Tuesday, January 16, 2007

The Generic Cell Rate Algorithm

The Generic Cell Rate Algorithm (GCRA) is remarkably adaptable. I first saw it described in the ATM Forum Traffic Management 4.0 specification about a decade ago, when I was writing traffic shaping firmware for ATM equipment at Bell Laboratories. But substitute just about anything for the word cell and you can use the GCRA to shape or police any kind of traffic, from data packets on a socket, to messages between tasks in an embedded system, to solicitations and notifications in a Service Oriented Architecture (SOA). This is why I like to talk about the GCRA as applying more generally to rate controlling events instead of cells, packets, or messages.
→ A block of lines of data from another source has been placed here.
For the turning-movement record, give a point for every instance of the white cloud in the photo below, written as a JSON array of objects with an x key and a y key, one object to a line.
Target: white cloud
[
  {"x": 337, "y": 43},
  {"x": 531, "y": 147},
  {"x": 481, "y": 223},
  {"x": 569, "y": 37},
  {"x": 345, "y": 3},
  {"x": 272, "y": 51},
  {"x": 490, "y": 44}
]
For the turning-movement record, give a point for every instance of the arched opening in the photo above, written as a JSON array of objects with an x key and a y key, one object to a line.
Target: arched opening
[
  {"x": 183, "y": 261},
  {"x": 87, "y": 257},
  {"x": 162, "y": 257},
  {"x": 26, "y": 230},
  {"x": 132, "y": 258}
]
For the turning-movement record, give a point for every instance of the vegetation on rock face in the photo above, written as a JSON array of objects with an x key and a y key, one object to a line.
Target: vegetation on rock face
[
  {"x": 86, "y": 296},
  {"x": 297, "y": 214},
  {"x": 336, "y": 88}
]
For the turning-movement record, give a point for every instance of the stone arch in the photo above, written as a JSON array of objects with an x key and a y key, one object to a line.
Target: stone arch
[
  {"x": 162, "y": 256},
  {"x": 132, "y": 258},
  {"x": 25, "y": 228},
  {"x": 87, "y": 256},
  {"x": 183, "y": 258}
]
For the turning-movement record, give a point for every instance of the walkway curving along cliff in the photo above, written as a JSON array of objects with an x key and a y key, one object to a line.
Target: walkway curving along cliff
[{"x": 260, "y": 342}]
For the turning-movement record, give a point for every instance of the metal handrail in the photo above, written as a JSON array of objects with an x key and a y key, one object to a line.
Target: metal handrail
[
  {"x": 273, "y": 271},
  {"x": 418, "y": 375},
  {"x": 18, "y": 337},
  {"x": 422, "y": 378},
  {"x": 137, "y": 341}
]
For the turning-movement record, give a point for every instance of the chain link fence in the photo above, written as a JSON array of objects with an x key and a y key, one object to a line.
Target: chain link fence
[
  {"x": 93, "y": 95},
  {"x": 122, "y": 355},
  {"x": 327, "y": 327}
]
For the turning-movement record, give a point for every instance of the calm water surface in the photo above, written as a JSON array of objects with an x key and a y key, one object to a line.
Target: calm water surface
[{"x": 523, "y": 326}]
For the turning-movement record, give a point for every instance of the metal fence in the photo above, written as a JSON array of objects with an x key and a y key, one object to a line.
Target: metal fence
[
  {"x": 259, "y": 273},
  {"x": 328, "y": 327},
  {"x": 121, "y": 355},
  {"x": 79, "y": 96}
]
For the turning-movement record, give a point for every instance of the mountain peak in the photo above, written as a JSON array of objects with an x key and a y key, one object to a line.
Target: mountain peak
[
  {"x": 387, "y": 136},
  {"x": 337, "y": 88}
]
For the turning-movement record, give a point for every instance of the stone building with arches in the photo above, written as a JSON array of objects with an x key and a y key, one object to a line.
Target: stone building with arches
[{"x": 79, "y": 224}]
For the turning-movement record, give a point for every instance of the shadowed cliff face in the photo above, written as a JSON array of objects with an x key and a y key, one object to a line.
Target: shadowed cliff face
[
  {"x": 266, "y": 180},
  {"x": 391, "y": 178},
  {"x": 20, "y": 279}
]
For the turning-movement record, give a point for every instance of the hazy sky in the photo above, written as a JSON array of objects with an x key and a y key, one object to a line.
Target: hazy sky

TM 4.0 offers two different explanations of how the GCRA works: the leaky bucket and the virtual scheduler. The two explanations are exactly equivalent, but to this day I really do not like term "leaky bucket", because for lots of folks it seems to suggest that there is some kind of data buffering going on when there isn't (or if there is, it isn't the GCRA doing the buffering). So I prefer to use the term "virtual scheduler", even though when I implement the GCRA, I tend to use the leaky bucket flowchart and terminology from TM 4.0.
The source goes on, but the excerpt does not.